Actualmente, os jovens com Mestrado Integrado em Medicina, recusam vagas de Internato de Formação Específica para começarem a trabalhar como tarefeiros. Não têm especialização nem experiência e vão desempenhar tarefas para as quais não estarão habilitados. Não têm responsabilidade, não seguem os doentes que internam, não fazem parte da equipa de urgência, não pertencem aos Serviços, não têm interesse em acções de formação. Em 24 horas no Serviço de Urgência, auferem o correspondente ao ordenado mensal de um especialista em fim de carreira no sector público. Sem obrigações, não se escalam para o Natal, Páscoa ou “pontes”. Caso acedam são pagos a peso de ouro.   É com estes profissionais que uma parte importante do dinheiro atribuído à saúde é consumido. Mas, nem todos os tarefeiros são indiferenciados. Um especialista a trabalhar como tarefeiro, consegue auferir um ordenado verdadeiramente correspondente à sua diferenciação, sem a responsabilidade que tinha quando integrava um quadro.

O último ponto diz respeito ao número de médicos em Portugal: são muitos ou poucos? Em 31 de Dezembro de 2022 estavam inscritos na OM, 60396 profissionais – 23155 não especialistas e 15561 com mais de 65 anos. Mas, quantos exercem medicina?  Não sabemos quantos estão aposentados, quem morreu ou emigrou; quem faz só investigação, é gestor ou desempenha funções noutros órgãos – Ministério da Saúde, ACSS, DGS, cargos europeus; etc. No Continente, em 2021, trabalhavam no SNS 27458 médicos – 21883 nos hospitais e 5575 nos Centros de Saúde – ou seja, 278 médicos por 100 000 habitantes, quase metade do valor da UE. Para colmatar a falta de médicos, diz-se que há que formar mais. Contudo, o acesso ao curso é muito difícil porque as classificações são muito elevadas. Para o público fica a ideia de que a culpa é das escolas de Medicina que não abrem mais vagas porque “o lobby médico não deixa”. Ora, as vagas estão de acordo com a capacidade de formação. Abrir mais vagas tem implicações práticas como aumentar o ratio aluno / docente ou disponibilizar mais áreas de ensino prático nos hospitais e CS, para falar apenas de alguns problemas que vão afectar a qualidade do ensino. Porque as escolas actuais distribuem alunos por todos os CS e hospitais do país, públicos e privados, abrir mais escolas de medicina, como tem sido sugerido, não vai resolver o problema. Onde se formarão esses médicos? Na formação pós-graduada o panorama é semelhante. Um especialista demora 11 e 13 anos a formar. Formar um médico é diferente de formar um engenheiro, um economista ou um advogado.
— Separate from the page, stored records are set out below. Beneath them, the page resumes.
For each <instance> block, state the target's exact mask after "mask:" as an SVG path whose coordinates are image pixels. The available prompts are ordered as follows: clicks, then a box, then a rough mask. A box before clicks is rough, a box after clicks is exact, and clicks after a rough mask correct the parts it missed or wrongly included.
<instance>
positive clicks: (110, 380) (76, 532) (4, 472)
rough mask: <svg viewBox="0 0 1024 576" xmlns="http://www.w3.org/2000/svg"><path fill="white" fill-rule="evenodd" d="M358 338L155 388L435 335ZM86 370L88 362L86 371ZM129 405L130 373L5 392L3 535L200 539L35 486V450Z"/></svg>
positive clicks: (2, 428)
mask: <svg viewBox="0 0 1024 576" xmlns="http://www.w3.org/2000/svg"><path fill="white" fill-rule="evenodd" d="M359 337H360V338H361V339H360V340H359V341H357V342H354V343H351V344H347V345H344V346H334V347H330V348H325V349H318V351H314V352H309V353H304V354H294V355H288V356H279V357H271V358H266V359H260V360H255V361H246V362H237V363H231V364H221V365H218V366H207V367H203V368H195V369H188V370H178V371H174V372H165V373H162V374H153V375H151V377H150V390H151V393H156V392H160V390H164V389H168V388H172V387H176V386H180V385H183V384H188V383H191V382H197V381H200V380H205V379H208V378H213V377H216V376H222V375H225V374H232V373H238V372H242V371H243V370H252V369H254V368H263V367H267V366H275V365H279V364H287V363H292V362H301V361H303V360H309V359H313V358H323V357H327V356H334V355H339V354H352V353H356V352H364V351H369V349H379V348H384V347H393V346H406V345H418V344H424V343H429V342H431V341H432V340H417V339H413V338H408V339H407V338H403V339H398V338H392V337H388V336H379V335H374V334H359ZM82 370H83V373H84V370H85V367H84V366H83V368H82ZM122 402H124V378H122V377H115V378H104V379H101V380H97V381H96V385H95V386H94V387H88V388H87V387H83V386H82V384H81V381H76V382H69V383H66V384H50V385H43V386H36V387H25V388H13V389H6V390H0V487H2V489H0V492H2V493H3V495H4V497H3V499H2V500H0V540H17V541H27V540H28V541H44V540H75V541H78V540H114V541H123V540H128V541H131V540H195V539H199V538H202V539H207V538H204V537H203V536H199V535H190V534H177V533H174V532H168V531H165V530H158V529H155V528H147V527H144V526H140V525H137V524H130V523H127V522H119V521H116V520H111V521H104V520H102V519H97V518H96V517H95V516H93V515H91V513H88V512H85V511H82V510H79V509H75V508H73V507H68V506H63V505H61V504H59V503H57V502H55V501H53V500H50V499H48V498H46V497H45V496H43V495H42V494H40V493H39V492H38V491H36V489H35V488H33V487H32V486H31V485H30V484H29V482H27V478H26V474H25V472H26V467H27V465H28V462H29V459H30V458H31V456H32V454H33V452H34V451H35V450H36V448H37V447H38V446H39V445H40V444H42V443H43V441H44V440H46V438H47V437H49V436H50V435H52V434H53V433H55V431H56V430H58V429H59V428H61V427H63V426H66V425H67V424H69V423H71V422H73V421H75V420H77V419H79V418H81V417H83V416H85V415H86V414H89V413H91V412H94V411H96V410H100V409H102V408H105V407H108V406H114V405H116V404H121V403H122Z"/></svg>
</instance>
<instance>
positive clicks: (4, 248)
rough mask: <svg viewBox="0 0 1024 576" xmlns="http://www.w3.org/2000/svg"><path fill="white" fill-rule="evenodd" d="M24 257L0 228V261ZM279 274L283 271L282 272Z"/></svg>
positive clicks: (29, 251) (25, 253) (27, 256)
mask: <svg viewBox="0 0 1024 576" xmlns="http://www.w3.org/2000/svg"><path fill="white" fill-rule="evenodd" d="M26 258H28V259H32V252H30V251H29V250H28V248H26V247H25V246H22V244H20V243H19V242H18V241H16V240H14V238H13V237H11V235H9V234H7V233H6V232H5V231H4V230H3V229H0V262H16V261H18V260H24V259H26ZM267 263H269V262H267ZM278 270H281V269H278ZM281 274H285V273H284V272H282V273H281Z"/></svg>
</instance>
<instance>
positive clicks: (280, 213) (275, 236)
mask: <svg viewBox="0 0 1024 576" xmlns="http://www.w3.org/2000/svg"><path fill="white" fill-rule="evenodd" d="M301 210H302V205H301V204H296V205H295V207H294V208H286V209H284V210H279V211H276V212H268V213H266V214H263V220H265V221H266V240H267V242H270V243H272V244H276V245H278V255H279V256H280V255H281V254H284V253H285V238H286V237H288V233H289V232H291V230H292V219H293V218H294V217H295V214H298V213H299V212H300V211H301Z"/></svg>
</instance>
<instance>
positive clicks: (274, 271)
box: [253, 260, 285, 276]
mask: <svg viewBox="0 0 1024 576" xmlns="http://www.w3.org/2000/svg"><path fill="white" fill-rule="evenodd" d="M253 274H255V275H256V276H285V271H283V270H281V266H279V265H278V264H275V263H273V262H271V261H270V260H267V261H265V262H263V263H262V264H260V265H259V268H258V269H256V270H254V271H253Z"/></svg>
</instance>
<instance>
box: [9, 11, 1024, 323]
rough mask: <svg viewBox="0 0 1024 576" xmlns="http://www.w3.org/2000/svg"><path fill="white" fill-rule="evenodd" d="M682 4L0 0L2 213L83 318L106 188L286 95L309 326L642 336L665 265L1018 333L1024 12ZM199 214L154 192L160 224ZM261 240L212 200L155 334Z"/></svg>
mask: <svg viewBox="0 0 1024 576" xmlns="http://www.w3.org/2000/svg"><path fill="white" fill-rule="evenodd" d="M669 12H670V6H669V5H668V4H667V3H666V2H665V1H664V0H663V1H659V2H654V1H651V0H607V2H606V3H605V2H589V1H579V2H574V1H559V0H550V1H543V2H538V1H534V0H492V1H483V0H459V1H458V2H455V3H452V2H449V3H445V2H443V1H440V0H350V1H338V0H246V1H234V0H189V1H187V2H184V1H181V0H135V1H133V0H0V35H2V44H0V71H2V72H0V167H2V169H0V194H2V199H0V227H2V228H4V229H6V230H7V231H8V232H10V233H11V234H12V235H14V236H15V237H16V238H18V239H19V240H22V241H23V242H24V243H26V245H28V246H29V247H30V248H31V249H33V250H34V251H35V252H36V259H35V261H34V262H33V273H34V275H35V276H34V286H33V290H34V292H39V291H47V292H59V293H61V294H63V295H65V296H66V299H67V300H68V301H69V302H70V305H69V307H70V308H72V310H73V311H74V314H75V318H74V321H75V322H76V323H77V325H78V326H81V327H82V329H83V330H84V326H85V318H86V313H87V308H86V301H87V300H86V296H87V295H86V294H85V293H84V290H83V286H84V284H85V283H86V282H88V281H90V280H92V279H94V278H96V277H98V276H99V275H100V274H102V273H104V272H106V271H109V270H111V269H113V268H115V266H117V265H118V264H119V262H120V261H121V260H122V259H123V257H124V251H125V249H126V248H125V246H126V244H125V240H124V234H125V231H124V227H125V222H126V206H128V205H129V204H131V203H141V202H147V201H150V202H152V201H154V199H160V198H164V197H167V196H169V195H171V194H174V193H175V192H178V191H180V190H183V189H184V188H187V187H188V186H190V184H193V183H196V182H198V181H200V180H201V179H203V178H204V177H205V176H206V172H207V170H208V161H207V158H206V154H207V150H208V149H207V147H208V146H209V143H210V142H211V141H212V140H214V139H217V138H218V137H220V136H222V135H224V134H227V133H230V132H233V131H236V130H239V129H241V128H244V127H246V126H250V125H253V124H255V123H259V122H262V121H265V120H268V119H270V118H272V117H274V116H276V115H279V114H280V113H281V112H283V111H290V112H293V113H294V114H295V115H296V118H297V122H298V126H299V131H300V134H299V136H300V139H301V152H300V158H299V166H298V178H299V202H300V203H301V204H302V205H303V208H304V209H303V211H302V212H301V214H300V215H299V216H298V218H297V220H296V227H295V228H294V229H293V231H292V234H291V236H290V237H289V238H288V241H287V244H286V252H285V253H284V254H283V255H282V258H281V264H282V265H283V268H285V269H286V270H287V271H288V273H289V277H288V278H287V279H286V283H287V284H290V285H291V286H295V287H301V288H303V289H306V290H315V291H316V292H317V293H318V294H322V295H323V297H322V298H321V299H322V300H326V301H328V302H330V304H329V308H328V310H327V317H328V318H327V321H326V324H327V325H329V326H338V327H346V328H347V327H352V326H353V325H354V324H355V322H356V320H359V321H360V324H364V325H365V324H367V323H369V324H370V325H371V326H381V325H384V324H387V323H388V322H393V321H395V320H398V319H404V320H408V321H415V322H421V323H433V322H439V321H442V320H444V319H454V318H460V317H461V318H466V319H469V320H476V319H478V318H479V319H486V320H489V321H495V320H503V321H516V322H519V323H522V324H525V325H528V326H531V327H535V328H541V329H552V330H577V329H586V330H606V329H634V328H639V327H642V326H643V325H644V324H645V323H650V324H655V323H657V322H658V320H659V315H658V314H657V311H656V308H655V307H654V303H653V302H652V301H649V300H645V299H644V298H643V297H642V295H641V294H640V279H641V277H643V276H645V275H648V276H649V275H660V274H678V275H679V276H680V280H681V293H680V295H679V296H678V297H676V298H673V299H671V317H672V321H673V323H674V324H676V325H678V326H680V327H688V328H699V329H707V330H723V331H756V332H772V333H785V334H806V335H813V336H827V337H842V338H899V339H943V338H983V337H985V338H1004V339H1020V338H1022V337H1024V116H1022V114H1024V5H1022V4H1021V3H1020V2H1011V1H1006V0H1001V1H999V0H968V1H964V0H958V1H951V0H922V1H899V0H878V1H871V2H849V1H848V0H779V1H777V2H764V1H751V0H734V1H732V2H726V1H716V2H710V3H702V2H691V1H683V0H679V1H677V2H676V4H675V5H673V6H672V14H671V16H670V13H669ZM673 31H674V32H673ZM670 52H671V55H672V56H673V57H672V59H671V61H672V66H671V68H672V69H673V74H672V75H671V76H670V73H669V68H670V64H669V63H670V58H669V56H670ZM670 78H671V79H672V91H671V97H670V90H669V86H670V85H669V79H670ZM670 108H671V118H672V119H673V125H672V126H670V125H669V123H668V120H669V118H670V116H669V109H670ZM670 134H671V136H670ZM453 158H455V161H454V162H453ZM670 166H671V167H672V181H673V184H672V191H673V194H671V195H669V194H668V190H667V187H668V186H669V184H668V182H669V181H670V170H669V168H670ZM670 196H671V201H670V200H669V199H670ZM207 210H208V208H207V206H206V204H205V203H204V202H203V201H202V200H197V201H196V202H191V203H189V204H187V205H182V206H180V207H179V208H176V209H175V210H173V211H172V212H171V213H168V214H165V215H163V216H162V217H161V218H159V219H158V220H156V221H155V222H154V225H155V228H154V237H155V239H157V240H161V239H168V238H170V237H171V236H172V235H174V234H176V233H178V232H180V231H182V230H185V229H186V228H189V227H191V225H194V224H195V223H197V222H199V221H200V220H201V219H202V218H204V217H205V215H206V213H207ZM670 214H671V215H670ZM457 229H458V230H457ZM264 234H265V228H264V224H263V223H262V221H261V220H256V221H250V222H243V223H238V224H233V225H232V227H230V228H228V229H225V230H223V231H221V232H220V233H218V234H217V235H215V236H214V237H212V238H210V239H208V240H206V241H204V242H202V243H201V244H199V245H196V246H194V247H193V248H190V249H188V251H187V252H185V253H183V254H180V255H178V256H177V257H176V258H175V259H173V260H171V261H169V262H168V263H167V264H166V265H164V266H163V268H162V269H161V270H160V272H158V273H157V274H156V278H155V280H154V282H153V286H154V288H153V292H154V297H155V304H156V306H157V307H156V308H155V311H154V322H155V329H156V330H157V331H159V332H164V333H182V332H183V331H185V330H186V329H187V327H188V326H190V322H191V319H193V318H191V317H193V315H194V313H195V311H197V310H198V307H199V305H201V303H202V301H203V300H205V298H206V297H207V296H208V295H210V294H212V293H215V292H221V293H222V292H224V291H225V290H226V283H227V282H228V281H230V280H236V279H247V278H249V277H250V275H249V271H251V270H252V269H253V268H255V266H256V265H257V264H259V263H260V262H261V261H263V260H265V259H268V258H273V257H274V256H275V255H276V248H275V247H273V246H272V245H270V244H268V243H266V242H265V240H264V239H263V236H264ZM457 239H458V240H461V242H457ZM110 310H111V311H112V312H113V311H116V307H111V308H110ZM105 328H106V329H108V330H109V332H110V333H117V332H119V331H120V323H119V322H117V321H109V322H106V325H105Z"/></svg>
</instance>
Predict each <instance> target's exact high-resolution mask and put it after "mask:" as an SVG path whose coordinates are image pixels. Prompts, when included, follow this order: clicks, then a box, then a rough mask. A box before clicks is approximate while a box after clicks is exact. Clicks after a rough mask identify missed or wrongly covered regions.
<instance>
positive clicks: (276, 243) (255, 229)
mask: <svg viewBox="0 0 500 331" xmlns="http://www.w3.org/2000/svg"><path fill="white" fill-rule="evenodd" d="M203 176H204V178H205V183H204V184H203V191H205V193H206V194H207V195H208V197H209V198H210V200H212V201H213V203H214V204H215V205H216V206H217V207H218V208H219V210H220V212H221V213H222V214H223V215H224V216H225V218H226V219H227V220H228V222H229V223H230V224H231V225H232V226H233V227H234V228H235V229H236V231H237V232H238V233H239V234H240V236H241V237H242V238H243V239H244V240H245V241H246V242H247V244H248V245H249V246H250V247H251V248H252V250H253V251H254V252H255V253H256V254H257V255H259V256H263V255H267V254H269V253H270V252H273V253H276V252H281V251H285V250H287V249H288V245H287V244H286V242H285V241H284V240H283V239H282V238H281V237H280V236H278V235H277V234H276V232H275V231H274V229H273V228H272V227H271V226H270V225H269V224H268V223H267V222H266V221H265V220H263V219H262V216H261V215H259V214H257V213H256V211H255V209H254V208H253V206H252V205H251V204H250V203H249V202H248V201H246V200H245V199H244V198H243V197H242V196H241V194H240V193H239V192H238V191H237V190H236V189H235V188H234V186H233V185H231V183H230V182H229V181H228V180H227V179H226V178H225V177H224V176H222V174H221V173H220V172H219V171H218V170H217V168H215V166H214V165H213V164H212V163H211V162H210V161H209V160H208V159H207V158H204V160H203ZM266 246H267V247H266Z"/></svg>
Em resumo: A situação actual do SNS não é actual. Não é novidade querer que os médicos trabalhem exclusivamente no SNS. “Dedicação Plena” não é o mesmo que “Dedicação Exclusiva”. Os médicos de MGF têm de ter tempo para atender (também) pessoas com doença aguda em tempo útil. Os médicos não se formam por fornadas nem numa sala de aulas teóricas. Paguem como deve ser aos médicos de modo a transformar tarefeiros em especialistas.